転生したらロボットの中だった(ただし、出る事はできません)

ファーストなサイコロ

運命という世界線を壊せ 561

「いや、我は貴様のように戦闘中に放屁なんてしないがな」

「バレバレですからね。私がそれを見逃すことはありません」

 うん、そういう事じゃないと思うんだよねアイ。そういう事を言ってるんじゃないよ。やっぱりなんかアイの奴面白いな。こんな面白い奴だったとは……私は一人コクピット内でお腹を押さえてるよ。

 確かに魔王はがさつで粗雑なやつではある。けどそんな魔王でさえ、戦闘中に屁をして相手をおとしめようとはしてない。何か教示があるのか、ただたんにそんな間抜けなことは出来ないだけか。いや、追い詰められれば魔王はためらいなくやりそうだけど……でも一定の教示がありそうな魔王は流石に屁なんてのを戦術には組み込まないんだろう。

「ふん、貴様みたいな奴も勝利に執着するんだな」

 動かない体なのに、魔王は余裕を崩さない。それとも……

「おしゃべりですね。貴方は喋るよりも殴る方が好みだと思ってました。それとも、それは時間稼ぎですか?」

 ――私も思ったことをアイが言った。流石に違和感あるもんね。アイが放屁して放出した例のナノマイクロデバイス。それの情報を私は開示する。なにせ私が作った体にある装備である。履歴を出せば、あの体に使ったパーツを検索することは出来る。ナノマイクロデバイスというキーワードで検索すると、うん……けっこう一杯ある。

 今まで気にしてなかった備考欄に色々となんか説明が書かれてるんだよね。これが全てのパーツにあるってなると……実際全て把握して上手い具合に相性の良いパーツを組み合わせてG-01をアップグレードしていくと言うことが出来るかどうか……自信が持てないね。こう言うのはアイの奴に任せてたし。そのアイは既に自立してる。もう一度戻すことも可能ではあるけど……うーん、あいつ小煩いからね。
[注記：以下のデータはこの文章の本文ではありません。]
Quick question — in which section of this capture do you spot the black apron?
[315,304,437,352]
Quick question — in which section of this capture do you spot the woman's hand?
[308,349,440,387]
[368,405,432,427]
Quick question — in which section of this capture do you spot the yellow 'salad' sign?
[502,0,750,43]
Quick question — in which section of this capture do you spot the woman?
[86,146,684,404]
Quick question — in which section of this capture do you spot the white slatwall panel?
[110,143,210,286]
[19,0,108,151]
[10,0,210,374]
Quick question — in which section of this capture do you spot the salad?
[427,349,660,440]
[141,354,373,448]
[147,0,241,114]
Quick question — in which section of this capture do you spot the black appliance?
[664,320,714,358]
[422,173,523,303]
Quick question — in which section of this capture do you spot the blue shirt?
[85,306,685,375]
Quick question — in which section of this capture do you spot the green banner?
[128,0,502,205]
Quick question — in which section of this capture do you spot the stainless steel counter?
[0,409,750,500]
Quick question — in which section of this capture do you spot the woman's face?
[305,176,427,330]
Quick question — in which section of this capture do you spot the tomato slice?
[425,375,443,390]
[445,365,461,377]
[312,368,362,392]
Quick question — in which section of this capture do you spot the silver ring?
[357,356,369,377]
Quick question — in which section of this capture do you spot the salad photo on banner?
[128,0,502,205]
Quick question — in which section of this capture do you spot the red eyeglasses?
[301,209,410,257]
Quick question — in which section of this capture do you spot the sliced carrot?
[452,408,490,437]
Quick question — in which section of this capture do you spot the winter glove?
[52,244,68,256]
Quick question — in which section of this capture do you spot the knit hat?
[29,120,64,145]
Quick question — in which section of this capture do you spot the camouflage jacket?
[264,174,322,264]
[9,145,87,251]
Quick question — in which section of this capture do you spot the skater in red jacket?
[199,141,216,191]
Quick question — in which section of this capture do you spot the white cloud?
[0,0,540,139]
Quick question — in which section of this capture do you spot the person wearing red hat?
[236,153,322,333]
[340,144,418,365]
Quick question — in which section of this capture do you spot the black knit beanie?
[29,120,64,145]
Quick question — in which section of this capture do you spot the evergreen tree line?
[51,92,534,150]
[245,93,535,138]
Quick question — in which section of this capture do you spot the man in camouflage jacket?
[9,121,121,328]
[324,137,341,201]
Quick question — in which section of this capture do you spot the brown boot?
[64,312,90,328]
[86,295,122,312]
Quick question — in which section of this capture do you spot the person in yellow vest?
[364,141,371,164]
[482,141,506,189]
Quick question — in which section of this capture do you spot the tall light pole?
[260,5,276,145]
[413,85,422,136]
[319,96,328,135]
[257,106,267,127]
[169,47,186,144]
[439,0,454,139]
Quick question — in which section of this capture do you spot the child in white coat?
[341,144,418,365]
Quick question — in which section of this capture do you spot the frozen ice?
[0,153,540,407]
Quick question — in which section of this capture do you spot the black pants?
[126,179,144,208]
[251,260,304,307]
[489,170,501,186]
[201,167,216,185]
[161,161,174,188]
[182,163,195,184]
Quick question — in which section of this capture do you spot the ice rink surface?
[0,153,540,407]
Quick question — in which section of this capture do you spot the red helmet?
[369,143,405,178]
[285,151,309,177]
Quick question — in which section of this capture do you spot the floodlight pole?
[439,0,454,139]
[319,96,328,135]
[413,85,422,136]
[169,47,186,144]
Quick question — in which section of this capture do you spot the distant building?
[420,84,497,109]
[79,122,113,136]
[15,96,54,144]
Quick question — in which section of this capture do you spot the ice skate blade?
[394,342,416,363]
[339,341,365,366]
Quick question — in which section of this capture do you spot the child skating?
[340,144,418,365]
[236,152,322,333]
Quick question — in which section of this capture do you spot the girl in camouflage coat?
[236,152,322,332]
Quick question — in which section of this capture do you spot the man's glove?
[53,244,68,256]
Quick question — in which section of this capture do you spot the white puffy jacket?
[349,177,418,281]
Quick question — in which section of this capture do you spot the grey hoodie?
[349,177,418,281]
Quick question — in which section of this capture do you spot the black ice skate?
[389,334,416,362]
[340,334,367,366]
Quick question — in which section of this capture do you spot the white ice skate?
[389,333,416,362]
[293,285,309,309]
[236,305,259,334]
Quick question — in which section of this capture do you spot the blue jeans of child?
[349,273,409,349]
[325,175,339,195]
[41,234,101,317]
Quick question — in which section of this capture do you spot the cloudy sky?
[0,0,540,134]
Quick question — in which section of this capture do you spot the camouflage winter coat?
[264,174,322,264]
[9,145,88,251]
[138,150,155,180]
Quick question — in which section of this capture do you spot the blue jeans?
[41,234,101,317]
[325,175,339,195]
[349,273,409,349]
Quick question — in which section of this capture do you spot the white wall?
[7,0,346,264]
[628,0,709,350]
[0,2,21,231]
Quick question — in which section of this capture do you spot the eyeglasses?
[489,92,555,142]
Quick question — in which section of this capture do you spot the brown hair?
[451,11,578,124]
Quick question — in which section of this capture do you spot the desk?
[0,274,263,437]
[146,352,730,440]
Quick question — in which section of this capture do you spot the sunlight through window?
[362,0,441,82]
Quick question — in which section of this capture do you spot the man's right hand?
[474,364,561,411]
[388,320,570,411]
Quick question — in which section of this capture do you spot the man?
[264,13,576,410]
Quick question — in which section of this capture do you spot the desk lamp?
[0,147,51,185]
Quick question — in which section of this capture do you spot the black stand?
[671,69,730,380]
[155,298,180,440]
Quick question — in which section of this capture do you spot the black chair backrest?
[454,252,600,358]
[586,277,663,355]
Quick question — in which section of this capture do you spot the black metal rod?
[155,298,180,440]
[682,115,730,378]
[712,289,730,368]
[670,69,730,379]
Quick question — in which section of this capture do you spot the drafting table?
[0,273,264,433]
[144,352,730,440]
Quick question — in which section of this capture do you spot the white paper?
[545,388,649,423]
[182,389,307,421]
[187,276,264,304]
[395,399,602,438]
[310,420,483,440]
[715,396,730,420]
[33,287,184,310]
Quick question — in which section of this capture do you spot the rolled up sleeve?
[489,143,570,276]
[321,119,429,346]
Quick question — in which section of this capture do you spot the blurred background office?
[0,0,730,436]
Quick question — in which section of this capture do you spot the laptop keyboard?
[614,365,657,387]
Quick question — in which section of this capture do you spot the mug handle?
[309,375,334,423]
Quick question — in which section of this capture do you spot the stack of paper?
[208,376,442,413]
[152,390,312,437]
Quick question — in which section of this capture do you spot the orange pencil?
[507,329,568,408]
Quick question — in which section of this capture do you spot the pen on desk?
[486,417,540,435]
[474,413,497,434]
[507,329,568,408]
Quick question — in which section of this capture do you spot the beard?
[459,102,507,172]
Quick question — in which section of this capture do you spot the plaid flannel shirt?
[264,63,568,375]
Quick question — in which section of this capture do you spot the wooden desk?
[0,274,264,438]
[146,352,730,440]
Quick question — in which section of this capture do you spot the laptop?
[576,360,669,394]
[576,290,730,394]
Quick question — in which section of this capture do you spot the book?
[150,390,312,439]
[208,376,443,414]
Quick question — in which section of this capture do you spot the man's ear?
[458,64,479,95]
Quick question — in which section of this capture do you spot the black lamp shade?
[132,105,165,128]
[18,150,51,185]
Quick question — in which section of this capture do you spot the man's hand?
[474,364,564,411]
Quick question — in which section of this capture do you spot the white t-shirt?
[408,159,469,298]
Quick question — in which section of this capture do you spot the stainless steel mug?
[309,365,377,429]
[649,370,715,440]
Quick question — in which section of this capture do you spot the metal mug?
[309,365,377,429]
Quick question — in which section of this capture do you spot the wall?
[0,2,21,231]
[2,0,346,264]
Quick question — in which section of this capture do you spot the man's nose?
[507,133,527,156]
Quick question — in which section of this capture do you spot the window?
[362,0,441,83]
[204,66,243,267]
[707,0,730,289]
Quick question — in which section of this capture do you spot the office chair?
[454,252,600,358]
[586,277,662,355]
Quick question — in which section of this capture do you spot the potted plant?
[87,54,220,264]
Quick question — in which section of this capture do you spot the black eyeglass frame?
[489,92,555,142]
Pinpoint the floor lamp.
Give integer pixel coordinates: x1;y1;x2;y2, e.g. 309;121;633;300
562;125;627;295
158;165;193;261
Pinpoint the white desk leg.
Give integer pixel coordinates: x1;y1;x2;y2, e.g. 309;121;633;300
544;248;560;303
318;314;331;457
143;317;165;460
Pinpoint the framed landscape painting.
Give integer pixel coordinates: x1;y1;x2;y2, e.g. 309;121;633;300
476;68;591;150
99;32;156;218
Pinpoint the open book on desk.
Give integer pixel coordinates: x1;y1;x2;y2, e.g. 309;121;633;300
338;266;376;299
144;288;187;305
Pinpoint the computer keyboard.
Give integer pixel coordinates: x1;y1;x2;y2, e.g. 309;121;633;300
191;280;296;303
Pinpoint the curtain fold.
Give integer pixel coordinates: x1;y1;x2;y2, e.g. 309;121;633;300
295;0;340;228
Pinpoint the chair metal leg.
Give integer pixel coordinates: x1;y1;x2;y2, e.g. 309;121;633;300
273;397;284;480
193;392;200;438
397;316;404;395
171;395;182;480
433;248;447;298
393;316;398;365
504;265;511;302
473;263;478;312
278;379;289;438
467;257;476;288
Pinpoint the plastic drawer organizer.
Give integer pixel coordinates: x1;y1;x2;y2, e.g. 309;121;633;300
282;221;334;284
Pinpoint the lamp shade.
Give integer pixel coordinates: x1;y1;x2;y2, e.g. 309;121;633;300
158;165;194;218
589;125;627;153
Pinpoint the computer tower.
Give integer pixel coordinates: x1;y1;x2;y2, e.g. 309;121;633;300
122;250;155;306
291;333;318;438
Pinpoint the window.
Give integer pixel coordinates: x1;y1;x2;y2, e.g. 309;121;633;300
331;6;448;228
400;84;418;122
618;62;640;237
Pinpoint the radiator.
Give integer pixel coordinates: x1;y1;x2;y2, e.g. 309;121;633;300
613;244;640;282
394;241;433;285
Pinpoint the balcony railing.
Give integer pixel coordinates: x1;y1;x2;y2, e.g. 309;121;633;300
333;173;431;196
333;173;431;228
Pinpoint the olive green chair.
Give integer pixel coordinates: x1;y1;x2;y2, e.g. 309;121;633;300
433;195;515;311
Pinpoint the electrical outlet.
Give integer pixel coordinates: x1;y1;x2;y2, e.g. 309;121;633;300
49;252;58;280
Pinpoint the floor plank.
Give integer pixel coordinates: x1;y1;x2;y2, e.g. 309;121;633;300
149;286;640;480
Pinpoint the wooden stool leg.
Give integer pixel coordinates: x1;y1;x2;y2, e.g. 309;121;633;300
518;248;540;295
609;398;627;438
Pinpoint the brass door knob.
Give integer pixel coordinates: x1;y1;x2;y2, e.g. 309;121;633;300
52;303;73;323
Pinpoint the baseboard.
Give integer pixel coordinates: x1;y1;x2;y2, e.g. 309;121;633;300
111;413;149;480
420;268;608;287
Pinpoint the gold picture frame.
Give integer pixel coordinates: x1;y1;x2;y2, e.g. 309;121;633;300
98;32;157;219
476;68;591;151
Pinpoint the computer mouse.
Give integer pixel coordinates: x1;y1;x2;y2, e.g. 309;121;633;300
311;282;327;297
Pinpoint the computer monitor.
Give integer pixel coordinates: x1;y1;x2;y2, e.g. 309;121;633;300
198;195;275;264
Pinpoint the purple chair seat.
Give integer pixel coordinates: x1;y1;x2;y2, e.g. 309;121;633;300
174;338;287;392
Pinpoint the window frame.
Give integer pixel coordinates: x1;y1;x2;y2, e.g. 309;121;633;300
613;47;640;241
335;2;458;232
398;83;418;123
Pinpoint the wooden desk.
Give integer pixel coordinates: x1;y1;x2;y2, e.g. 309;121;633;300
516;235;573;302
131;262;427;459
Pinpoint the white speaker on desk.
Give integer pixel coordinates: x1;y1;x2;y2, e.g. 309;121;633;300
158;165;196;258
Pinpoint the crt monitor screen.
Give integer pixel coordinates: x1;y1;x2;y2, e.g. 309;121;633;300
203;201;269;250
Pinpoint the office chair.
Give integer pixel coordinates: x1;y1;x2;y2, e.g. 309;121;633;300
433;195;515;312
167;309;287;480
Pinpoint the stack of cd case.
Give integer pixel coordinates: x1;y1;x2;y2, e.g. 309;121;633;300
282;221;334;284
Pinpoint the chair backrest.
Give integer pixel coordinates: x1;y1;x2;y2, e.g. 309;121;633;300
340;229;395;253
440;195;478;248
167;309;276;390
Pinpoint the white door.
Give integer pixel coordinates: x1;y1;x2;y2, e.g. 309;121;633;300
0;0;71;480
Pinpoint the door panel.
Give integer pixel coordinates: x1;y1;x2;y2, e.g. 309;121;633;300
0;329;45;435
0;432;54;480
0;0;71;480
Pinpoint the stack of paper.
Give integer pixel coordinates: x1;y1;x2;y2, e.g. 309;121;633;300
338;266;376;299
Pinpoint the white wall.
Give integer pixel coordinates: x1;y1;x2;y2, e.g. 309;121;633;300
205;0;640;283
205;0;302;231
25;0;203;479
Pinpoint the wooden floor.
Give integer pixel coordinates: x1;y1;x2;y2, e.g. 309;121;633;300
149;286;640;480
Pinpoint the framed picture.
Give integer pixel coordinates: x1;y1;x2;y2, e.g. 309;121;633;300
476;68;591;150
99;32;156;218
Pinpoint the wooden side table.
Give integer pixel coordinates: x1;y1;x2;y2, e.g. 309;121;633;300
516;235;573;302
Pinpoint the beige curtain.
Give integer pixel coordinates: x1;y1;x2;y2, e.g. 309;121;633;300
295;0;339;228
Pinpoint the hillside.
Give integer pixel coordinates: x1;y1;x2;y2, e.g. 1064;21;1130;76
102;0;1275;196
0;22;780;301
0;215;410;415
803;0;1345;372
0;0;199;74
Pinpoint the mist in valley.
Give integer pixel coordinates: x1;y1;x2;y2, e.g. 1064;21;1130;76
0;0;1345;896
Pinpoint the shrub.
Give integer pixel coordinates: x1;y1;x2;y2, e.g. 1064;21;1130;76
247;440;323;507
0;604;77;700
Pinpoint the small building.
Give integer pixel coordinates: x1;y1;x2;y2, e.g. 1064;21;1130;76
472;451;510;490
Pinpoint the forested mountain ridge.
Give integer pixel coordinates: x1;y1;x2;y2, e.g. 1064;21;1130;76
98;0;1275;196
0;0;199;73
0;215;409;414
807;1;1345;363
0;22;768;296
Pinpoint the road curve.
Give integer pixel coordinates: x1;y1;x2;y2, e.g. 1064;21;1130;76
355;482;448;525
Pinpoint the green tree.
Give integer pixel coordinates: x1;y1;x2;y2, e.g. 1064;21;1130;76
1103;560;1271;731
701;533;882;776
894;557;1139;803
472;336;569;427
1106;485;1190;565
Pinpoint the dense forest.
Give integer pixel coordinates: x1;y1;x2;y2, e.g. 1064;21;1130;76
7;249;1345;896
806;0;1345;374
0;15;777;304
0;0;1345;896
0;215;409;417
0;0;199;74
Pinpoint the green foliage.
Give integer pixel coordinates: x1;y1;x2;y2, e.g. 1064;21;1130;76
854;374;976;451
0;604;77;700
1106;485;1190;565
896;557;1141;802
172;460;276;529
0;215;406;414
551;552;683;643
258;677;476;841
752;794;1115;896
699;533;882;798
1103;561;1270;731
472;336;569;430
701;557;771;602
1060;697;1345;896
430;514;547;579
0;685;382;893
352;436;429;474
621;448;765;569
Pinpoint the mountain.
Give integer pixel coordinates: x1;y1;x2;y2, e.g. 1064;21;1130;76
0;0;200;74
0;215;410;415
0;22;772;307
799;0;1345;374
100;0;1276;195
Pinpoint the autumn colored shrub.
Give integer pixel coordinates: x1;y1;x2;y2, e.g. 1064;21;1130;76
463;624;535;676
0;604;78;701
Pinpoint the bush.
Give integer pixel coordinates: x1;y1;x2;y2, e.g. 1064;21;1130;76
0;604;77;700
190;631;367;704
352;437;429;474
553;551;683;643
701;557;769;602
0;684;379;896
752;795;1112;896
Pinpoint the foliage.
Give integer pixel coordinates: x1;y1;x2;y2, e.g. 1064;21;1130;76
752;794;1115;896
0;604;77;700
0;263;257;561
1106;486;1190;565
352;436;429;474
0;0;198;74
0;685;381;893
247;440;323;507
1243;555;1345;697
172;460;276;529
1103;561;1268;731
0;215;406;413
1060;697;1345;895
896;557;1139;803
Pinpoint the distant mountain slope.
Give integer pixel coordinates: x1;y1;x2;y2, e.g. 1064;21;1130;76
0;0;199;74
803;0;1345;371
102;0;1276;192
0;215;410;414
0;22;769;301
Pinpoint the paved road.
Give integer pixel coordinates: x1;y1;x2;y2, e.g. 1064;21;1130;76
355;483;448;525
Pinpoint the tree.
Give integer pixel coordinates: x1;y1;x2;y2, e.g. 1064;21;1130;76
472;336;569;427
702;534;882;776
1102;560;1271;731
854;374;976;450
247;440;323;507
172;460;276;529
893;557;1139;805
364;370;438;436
 私に優しくて、私に都合の良いアイを……いいやAIを生み出したいところだ。

(まあそれはおいおいだね)

 今はアイと魔王の戦いだ。それを止めるためにも、ちゃんとアイの体を把握してないとね。いや一応少しは私が産みだしたから理解はしてる。理解はしてたつもりだけど……まさかナノマイクロデバイスなんてのは今知った。そこまで読んでないもん。

 本当にG-01……というか、これを作った者達の技術力が凄まじくて、いくら脳を拡張したとしても追いつけないような気がするよ。他にもなにか隠し要素を詰めこんで私に作らせた可能性はとても高い。

 でも……状況は私がいちいち説明文を読むのを待ってくれないんだよね。

「時間稼ぎだと? この程度……毒みたいな物だろう? 効かぬわ!!」

 そう言って魔王は力強く立ち上がった。流石魔王、力は腹の底から湧き出るらしい。